Plus de temps consacré aux travaux ménagers non rémunérés signifie également moins de possibilités d'emploi rémunéré. Ce problème vient de deux côtés. Du côté de l'offre, avec moins de temps disponible pour un travail rémunéré, il y a moins de femmes qui cherchent un emploi, ce qui entraîne des taux plus élevés d'inactivité féminine. Au Népal, plus d'un million de femmes en âge de travailler (9 %) étaient prêtes à occuper un emploi rémunéré, mais elles ne cherchaient pas d'emploi ou n'en trouvaient pas en raison de leurs responsabilités familiales ou parce que les membres de leur famille considéraient qu'elles devaient rester à la maison. Du côté de la demande, la discrimination fondée sur le sexe reste courante dans les pays de cette région, les entreprises étant réticentes à embaucher des femmes, en particulier des femmes en âge de procréer. Sans travail rémunéré, les femmes sont confrontées à une plus grande insécurité financière, surtout à un âge avancé.

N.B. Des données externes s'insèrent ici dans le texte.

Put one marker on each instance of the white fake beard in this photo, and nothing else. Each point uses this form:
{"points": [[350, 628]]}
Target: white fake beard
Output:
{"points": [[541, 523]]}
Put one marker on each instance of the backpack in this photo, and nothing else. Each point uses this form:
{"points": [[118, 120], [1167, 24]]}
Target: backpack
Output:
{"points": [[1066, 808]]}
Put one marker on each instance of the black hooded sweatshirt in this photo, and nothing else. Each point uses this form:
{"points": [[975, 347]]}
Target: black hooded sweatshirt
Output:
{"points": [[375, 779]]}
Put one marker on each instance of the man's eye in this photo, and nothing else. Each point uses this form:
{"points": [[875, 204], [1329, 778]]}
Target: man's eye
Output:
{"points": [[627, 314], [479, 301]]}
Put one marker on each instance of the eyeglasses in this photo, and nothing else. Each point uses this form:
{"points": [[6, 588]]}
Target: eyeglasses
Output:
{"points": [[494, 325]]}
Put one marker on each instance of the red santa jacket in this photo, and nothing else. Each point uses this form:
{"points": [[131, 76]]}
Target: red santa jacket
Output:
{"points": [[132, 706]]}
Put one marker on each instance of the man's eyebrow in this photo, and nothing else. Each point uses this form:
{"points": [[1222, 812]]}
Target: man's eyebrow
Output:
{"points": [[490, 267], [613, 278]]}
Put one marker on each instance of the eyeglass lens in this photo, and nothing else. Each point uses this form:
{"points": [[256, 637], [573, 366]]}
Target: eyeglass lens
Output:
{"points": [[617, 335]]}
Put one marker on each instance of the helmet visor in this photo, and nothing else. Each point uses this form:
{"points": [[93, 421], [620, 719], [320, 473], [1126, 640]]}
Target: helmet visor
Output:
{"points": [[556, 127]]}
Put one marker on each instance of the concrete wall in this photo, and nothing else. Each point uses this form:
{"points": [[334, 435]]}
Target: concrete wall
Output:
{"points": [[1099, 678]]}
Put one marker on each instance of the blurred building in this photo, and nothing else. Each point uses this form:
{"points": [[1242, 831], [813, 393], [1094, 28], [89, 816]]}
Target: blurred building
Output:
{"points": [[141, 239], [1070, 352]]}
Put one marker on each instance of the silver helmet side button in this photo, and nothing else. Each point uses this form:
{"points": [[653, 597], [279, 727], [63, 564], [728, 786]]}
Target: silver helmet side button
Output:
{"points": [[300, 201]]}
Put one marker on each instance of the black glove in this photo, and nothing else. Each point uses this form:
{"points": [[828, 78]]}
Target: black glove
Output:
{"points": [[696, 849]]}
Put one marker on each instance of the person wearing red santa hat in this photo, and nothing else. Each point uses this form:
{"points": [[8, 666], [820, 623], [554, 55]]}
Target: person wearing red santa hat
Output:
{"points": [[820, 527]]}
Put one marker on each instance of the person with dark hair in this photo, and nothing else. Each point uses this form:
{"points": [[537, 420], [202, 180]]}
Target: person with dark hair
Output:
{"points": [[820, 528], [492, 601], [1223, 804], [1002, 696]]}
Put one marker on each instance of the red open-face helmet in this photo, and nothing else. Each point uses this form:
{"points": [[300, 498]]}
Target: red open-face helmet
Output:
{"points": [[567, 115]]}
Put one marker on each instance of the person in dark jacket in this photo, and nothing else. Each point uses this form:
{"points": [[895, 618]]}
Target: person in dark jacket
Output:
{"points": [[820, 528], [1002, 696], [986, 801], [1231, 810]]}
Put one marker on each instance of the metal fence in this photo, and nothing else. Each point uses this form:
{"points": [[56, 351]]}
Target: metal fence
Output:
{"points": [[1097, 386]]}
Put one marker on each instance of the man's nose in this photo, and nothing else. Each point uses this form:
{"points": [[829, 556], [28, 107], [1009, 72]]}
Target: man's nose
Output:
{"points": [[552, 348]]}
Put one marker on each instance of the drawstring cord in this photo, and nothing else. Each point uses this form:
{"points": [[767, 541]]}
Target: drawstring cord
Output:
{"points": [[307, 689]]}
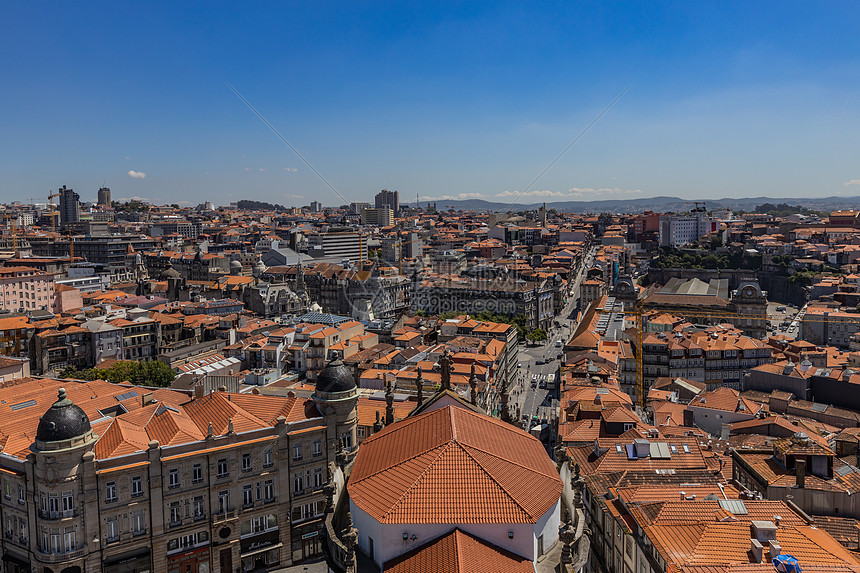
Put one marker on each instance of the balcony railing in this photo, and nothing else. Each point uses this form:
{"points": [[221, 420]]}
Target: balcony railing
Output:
{"points": [[45, 514]]}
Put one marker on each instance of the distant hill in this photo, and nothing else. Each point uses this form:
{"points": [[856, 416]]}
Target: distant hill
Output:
{"points": [[663, 204]]}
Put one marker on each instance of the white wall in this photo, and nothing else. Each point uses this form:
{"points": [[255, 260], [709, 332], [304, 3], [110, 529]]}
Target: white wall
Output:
{"points": [[547, 526], [388, 540], [712, 420]]}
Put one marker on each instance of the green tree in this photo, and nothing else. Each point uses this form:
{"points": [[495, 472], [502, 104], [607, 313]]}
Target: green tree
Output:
{"points": [[150, 373], [537, 335]]}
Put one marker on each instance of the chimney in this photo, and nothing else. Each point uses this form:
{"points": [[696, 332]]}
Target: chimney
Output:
{"points": [[800, 472], [688, 419], [774, 548], [756, 550]]}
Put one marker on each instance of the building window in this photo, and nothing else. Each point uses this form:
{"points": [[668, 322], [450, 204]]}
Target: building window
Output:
{"points": [[68, 504], [111, 529], [199, 507], [136, 486], [138, 523], [110, 492]]}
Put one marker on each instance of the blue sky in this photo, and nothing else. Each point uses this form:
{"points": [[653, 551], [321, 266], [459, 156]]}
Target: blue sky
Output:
{"points": [[442, 100]]}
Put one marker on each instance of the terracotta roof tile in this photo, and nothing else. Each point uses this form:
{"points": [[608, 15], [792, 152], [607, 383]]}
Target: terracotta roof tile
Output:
{"points": [[459, 552], [453, 465]]}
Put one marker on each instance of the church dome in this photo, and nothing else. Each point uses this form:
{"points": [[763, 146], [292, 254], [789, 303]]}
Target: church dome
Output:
{"points": [[170, 273], [63, 421], [335, 377]]}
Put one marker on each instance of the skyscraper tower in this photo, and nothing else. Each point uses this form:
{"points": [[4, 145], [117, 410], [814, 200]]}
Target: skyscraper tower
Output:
{"points": [[390, 199], [70, 206], [104, 196]]}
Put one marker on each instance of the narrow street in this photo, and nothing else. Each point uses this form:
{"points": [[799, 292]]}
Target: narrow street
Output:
{"points": [[533, 400]]}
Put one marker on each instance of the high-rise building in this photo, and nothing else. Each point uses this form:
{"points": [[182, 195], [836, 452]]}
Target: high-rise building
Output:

Quelle est la prochaine étape ?

Nous avons un long chemin à parcourir pour réduire la répartition inégale des tâches ménagères non rémunérées entre les hommes et les femmes. Cela commence par un changement des stéréotypes. Les soins sont la responsabilité de tous, et pas seulement celle des femmes. Et nous avons tous un rôle à jouer dans ce changement. Tout d'abord, chacun d'entre nous - hommes et femmes - devrait faire sa part de travail à la maison ; nous pouvons prendre sur nous de redistribuer la charge de travail. Deuxièmement, les gouvernements devraient mettre en œuvre des politiques qui soutiennent le travail de soins, en investissant par exemple dans des services publics de soins pour les enfants, les personnes âgées et les personnes handicapées et en garantissant des congés familiaux rémunérés et des congés de maladie rémunérés, afin d'alléger la charge des ménages. Enfin, les bureaux nationaux de statistiques devraient mettre en œuvre la première résolution de la 19e CIST afin d'augmenter le nombre d'enquêtes la main-d’œuvre qui mesurent le travail de production non rémunéré. Moins de la moitié des pays de la région Asie-Pacifique l'ont mise en œuvre jusqu'à présent, ce qui est bien mieux que dans d'autres régions.

Ce billet a été rédigé par Yamei Du, stagiaire au Bureau régional de l'OIT pour l'Asie et le Pacifique.